Australian rats profit from unusual rainfall


Long-haired ratFrom the BBC:

7 April 2011 Last updated at 03:54 GMT

Australian rats scurry to desert en masse after rains

A mass migration of rats is under way into the inland deserts of Australia after a run of high rainfall seasons, scientists say.

The native long-haired rat, or Rattus villosissimus, normally lives in the Barkly Tableland of the Northern Territory and in western Queensland.

But now it has been spotted in Alice Springs for the first time in 25 years.

“Some of them get up to about 30cm [12in] long – fair lump of a rat,” livestock manager Chris Giles said.

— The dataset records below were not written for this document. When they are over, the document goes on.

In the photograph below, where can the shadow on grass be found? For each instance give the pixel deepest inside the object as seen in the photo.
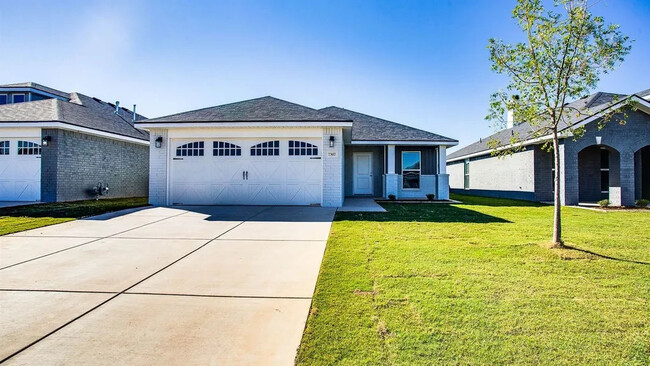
(421, 213)
(494, 202)
(605, 256)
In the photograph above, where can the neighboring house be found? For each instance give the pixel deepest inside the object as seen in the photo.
(267, 151)
(609, 163)
(57, 146)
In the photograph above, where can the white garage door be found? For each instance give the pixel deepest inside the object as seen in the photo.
(246, 172)
(20, 169)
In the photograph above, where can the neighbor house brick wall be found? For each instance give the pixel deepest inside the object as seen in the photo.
(333, 168)
(83, 161)
(158, 167)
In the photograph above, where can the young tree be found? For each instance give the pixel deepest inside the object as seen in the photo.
(561, 59)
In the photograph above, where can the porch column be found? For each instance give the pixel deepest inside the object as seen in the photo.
(391, 179)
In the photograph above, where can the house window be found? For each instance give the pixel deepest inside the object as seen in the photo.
(28, 148)
(4, 147)
(18, 98)
(466, 174)
(220, 148)
(269, 148)
(190, 149)
(604, 172)
(302, 148)
(411, 169)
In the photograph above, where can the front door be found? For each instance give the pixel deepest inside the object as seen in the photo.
(362, 173)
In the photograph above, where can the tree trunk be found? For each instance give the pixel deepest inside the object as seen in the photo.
(557, 214)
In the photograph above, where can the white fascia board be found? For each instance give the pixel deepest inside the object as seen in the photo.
(420, 143)
(146, 125)
(643, 105)
(69, 127)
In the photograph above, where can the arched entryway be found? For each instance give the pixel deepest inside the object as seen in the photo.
(642, 173)
(599, 174)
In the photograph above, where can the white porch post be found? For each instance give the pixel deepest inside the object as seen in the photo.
(391, 180)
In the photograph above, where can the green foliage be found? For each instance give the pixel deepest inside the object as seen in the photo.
(473, 284)
(642, 203)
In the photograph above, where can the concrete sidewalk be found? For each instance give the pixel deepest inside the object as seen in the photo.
(225, 285)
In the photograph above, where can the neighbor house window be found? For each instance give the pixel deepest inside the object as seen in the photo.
(466, 174)
(220, 148)
(4, 147)
(28, 148)
(269, 148)
(302, 148)
(190, 149)
(18, 98)
(411, 169)
(604, 172)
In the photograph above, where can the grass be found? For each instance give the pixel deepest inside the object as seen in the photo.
(15, 219)
(475, 284)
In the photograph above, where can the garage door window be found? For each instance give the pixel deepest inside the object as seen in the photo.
(190, 149)
(28, 148)
(302, 148)
(269, 148)
(220, 148)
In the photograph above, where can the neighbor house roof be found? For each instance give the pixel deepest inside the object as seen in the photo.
(583, 108)
(369, 128)
(80, 110)
(36, 86)
(265, 109)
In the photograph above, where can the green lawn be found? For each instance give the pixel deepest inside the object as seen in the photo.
(473, 284)
(14, 219)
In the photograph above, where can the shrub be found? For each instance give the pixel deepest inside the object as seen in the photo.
(642, 203)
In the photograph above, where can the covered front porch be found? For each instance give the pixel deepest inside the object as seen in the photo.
(405, 171)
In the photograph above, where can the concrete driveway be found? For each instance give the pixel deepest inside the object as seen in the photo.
(223, 285)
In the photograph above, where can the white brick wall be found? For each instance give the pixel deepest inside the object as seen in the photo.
(158, 168)
(333, 194)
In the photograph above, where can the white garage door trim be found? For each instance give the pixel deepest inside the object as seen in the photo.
(246, 179)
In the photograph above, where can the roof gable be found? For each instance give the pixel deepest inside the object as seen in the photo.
(265, 109)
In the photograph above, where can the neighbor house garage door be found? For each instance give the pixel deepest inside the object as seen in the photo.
(20, 169)
(246, 172)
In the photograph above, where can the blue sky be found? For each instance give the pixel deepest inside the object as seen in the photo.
(422, 63)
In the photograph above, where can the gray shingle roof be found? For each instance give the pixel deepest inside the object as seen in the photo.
(37, 86)
(80, 110)
(588, 106)
(369, 128)
(265, 109)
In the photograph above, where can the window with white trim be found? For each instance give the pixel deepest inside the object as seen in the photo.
(302, 148)
(28, 148)
(190, 149)
(4, 147)
(220, 148)
(269, 148)
(411, 169)
(466, 174)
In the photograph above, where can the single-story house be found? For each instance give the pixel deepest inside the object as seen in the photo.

“They will run around and hide under a little bit of shrub there, and you can get pretty close to them,” Mr Giles, a stockman on the Northern Territory’s Lake Nash Station, told Australia’s ABC News.

‘Red Centre nomads’

Peter McDonald, acting scientist with Northern Territory Biodiversity Conservation, said the phenomenon was a “huge event” which he attributed to a run of consecutive good, high rainfall seasons.

“It is unusual in the rodent world but Rattus villosissimus are unique in that way and they are pretty famous for their eruptions,” he added.

“Probably the only similar expansion by a rodent is seen in the lemmings in the northern hemisphere with their irruptions. There is nothing else in Australia which irrupts over such a large area.”

Alice Springs generally has no rats because of its arid climate.

The long-haired rodent was first sighted around the middle of last year on the edge of the Simpson Desert, south-east of the town, Mr McDonald said.

Its ability to produce 12 babies every three weeks gives it the highest reproductive potential of any rodent in Australia, he noted.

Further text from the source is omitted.